A two-part solution is to use commercial packages for core, standardized, protocols and specialist bioinformatics development tools like those BioinfoTools is creating to develop your unique in-house methodology.

What makes in-house bioinformatics unique in most cases, is processing in-house-generated data, which is either unique to the company or being applied in a unique way or to a unique problem.

What is required are tools which allow staff to easily manipulate their data, allowing them to focus on what bioinformatics they want done, rather than how to implement the processes or methods needed to do that bioinformatics.

Were they available, tools of this nature would conveniently solve another problem for employers: hiring staff who have expertise in both the company's area of biology and computer science.

Biologists know, at least in outline, what they would like to learn from raw biological data. In the next level "down" experienced bioinformatics scientists know what general strategies should be applied to generate this knowledge from the data. This level requires a knowledge of the design principles of (or theoretical underpinnings if you like) of bioinformatics methods, but not the computer science-based skills to implement them. Ideally, this is the level that companies should be ideally focused on and that as much as is possible they should purchase ready-made tools to cover the actual implementation.
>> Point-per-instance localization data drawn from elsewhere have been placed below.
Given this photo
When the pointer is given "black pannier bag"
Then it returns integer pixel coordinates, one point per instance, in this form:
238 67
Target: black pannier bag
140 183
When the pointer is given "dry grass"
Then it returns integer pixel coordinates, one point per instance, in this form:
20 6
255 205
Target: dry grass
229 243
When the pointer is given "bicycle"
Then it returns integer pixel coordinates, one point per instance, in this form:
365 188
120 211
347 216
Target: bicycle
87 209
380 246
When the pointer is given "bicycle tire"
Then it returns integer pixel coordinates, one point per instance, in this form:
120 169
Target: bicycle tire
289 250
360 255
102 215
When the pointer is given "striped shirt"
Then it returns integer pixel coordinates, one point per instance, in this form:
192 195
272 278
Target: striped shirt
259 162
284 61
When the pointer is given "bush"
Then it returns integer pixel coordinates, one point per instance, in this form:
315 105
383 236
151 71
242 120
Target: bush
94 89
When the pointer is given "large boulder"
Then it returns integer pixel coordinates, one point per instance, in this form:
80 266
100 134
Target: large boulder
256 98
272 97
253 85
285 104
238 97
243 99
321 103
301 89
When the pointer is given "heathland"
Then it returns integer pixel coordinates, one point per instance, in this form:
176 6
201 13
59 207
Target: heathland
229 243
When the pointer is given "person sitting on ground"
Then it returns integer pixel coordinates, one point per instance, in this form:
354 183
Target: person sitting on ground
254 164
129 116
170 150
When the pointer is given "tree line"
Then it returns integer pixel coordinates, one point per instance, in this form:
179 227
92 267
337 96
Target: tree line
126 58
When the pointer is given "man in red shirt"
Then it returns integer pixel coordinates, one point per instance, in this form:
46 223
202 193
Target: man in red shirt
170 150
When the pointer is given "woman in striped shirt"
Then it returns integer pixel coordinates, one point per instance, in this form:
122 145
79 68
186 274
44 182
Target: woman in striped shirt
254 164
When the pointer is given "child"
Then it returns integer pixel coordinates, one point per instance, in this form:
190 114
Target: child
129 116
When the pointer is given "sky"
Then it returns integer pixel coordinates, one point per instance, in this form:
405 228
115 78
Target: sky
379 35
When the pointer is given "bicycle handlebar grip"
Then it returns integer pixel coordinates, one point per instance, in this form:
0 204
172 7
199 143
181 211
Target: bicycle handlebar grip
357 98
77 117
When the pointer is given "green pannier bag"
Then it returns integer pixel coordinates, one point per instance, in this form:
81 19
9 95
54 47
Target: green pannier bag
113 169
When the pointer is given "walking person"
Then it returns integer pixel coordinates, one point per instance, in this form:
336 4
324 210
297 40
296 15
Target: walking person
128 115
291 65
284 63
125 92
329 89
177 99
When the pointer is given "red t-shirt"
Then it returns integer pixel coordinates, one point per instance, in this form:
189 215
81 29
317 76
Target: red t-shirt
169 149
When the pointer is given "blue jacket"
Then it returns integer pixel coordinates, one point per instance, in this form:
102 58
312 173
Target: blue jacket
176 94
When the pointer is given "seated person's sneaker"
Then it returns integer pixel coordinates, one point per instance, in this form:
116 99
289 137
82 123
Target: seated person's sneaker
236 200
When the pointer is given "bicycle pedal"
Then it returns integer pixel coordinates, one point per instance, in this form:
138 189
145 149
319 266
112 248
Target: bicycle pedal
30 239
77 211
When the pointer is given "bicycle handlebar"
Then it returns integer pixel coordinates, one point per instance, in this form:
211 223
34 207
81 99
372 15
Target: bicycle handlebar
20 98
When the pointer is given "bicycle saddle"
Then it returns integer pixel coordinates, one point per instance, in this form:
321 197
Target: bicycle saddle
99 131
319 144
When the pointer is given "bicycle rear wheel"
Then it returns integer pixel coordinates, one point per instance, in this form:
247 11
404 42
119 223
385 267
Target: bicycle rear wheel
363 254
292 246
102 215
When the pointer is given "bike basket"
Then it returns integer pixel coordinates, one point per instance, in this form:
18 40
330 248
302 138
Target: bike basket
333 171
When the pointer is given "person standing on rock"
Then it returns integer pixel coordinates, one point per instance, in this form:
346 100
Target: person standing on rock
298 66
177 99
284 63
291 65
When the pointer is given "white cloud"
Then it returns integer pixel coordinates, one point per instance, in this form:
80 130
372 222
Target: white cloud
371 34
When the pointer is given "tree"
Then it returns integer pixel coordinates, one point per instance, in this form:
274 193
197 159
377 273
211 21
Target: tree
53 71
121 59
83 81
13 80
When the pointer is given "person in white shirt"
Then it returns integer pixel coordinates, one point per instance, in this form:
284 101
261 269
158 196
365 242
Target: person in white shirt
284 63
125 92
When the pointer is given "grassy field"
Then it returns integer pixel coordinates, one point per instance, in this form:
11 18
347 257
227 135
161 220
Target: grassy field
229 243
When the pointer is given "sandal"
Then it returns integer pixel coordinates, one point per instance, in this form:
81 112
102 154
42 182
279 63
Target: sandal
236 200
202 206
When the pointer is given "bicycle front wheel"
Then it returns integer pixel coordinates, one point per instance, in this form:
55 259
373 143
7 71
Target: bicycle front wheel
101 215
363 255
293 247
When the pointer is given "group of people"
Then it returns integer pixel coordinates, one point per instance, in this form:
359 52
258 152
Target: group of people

BioinfoTools is using computer science techniques to develop advanced approaches to calculating these core functions and storing biological data. Clients will not need to know the internal methods used to make these functions work, which may be quite complex. Clients need only know how to ask the engine(s) to perform the functions they are interested in.

Using these tools, in-house developers in research institutes will be able to call up pre-built components and processes rather than implement these themselves. This will enable bioinformatics staff to focus more on what they want to happen to their data (ie. the biology), rather than the technical specifics of implementing some clever algorithm.

One can argue that software tools like this will alter the structure of research companies, relieving much of the present strain of recruiting bioinformatics staff by capturing many of the technical aspects of bioinformatics development into pre-made tools. Details of his argument will later be presented as an article in the ruminations column. The essential conclusion of this argument is that as the bioinformatics software development market matures, there will be better bioinformatics software development tools. This, in turn, will reduce the need to hire staff with both strong biological science and computer science skills. Instead, most of the bioinformatics can be done by staff with good biological backgrounds and modest programming skills. Implementation will be left in the hands of specialised companies skilled in this. Idealistically, the development tools will evolve to the extent that little if any programming skill is needed. This should be accompanied by an increase in productivity of the in-house software development staff.

Bioinfotools will develop on top of its own core methods advanced algorithms in specific areas of protein sequence, structure and evolutionary analysis. These areas — based on Dr. Jacobs previous research expertise — are those highlighted on the home page:

In addition to being products in their own right, These "higher-level" products will serve as a means of thoroughly testing the underlying core methods by actively using the bioinformatics development approach developed.